里見君の胸を押して体を離そうとすると、逆に強く抱きしめられてしまった。
「なっちゃんがこんなに苦しんでいたなんて、知らなかった……」
私を宥めるように、里見君は優しく背中をさする。その優しさが、今の私にはつらい。
「……言い訳になるかもしれないけど、聞いて」
里見君は私を少し離して、今度は私の両手を握った。
「まずは画像の件だけど……モデル仲間数人で泊まりに行った時に、片方の部屋に集まったところを、俺と彼女だけ切り取られて撮られただけだから。彼女とはなんでもない」
「……そう、なんだ」
「でも、切り取られたものをばら撒かれると厄介だから、俺は、池尻ありさの頼みを聞いた」
わかっていたことでも、里見君本人の口から聞くとダメージが大きい。
「……でもそれは、表向きの話」
「……え」
「乗っかったんだ、彼女の話に」
私は、俯いていた顔を少し上げた。
「俺自身が、気になってたから。なっちゃんと、寺嶌さんの関係が」
里見君はテーブルの下に置いていたティッシュを数枚取って、私に渡した。
きっと今、私は相当酷い顔をしているのだろう。
「……あの飲み会の夜、俺が具合悪そうにして『家に寄りたい』って言ったら、なっちゃんは優しいから絶対家に上げてくれると思ってた。だから、なっちゃんが俺を送っていってくれるように、金岡さんにそれとなく促したんだ」
里見君はその時を思い出しているのか、口元を歪めた。
「洗面所を借りた時、男の物がないか探したよ。でも、それらしき物は見当たらなかった。寺嶌さんとはなんでもないのかなと思った時……なっちゃんさ、俺に男物っぽい柄のタオルを貸してくれたよね?」
必死で記憶を巻き戻す。
あの時、気持ち悪さが治まったと聞いた私は、少しはすっきりするかと、里見君にうがいと洗顔を勧めた。その時、手渡したタオルは――。

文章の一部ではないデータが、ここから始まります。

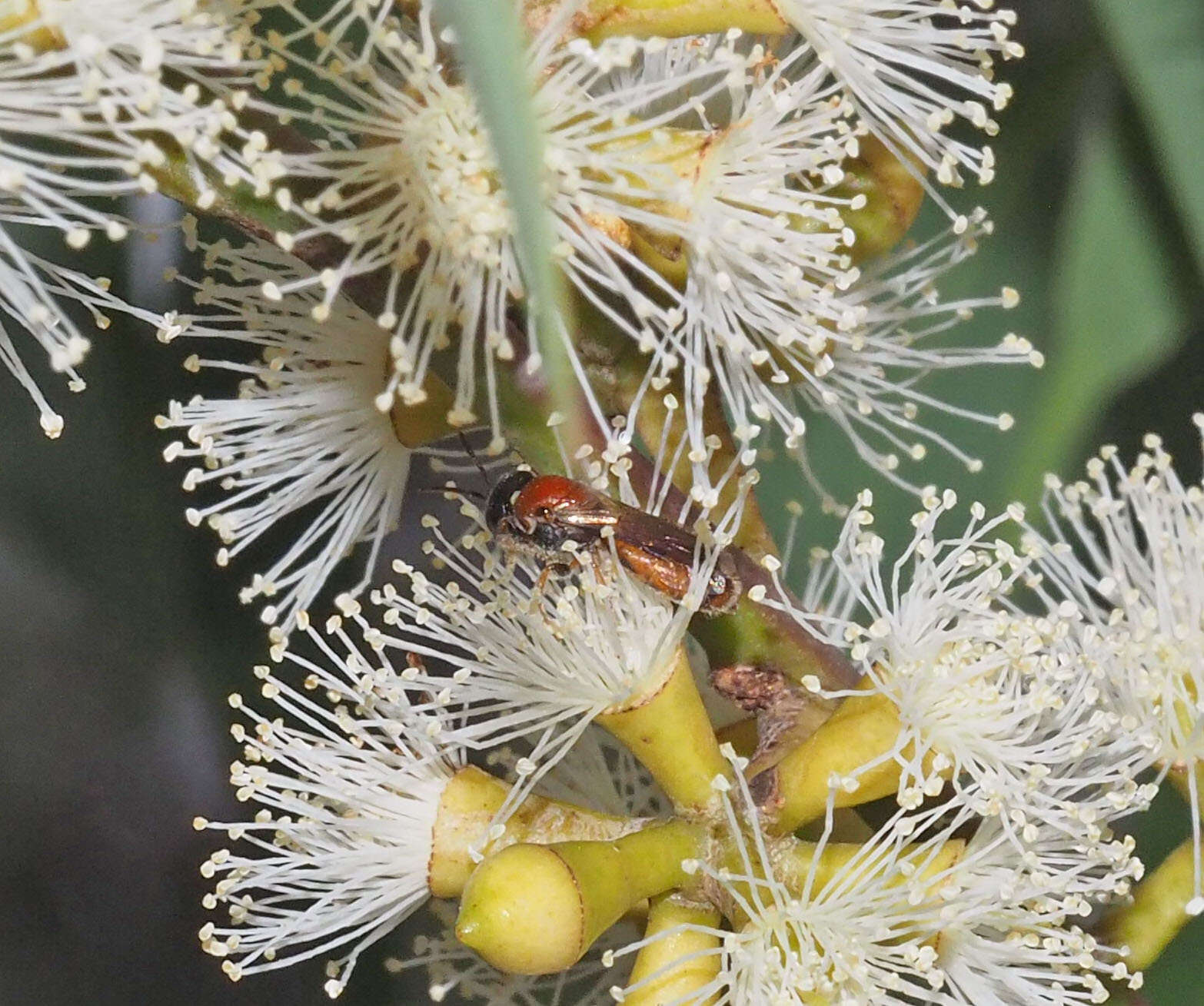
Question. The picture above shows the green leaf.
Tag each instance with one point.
(1113, 318)
(493, 48)
(1161, 51)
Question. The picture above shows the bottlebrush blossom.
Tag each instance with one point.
(1123, 553)
(408, 180)
(774, 313)
(347, 781)
(997, 702)
(34, 294)
(915, 914)
(530, 663)
(914, 68)
(530, 657)
(601, 774)
(304, 435)
(83, 115)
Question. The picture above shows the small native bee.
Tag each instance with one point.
(540, 514)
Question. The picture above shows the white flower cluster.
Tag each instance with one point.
(1123, 559)
(723, 210)
(703, 204)
(88, 113)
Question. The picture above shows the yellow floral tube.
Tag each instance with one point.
(863, 729)
(668, 731)
(537, 908)
(467, 808)
(1159, 910)
(668, 18)
(680, 958)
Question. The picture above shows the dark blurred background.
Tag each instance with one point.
(119, 638)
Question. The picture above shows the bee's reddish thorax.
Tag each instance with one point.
(550, 493)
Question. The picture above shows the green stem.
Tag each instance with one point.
(1159, 910)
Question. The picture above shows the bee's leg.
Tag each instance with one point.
(559, 567)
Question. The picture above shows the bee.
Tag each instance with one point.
(540, 514)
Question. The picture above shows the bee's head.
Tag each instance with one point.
(500, 508)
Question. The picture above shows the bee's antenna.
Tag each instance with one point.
(472, 454)
(452, 489)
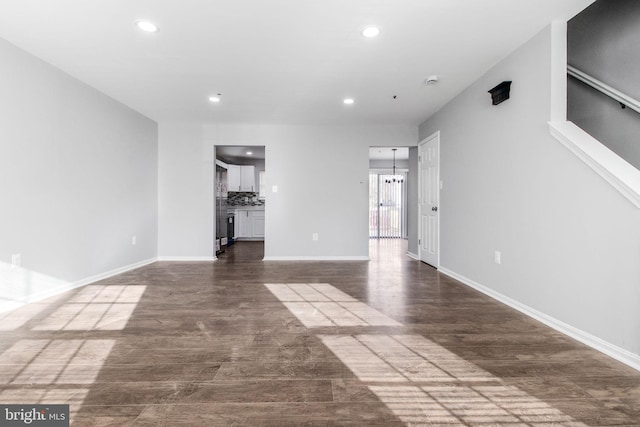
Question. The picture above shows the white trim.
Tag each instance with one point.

「……あれは、どこかのイベントでもらったものだったと思う。確かに男性物っぽい柄だったから、ちょうどいいかと思って……」
「そういう気遣いがなっちゃんらしいよね……でもさ、」
里見君は言葉を区切り、苦笑する。
「俺はそれを見た瞬間、どうしようもない感情が湧き上がってきたんだ……自分でも、驚くぐらいに」
里見君は私の顔を覗き込むようにすると少し微笑んで、ティッシュで私の頬を流れていた涙を拭いてくれた。
「なっちゃんのことは、寺嶌さんとの関係を気にするぐらいには心にあった。だから池尻ありさの頼みを聞いたわけで……でも、その程度だと思ってたんだ、あの時点では」
私の涙を拭くために一度離した左手を、またぎゅっと握られる。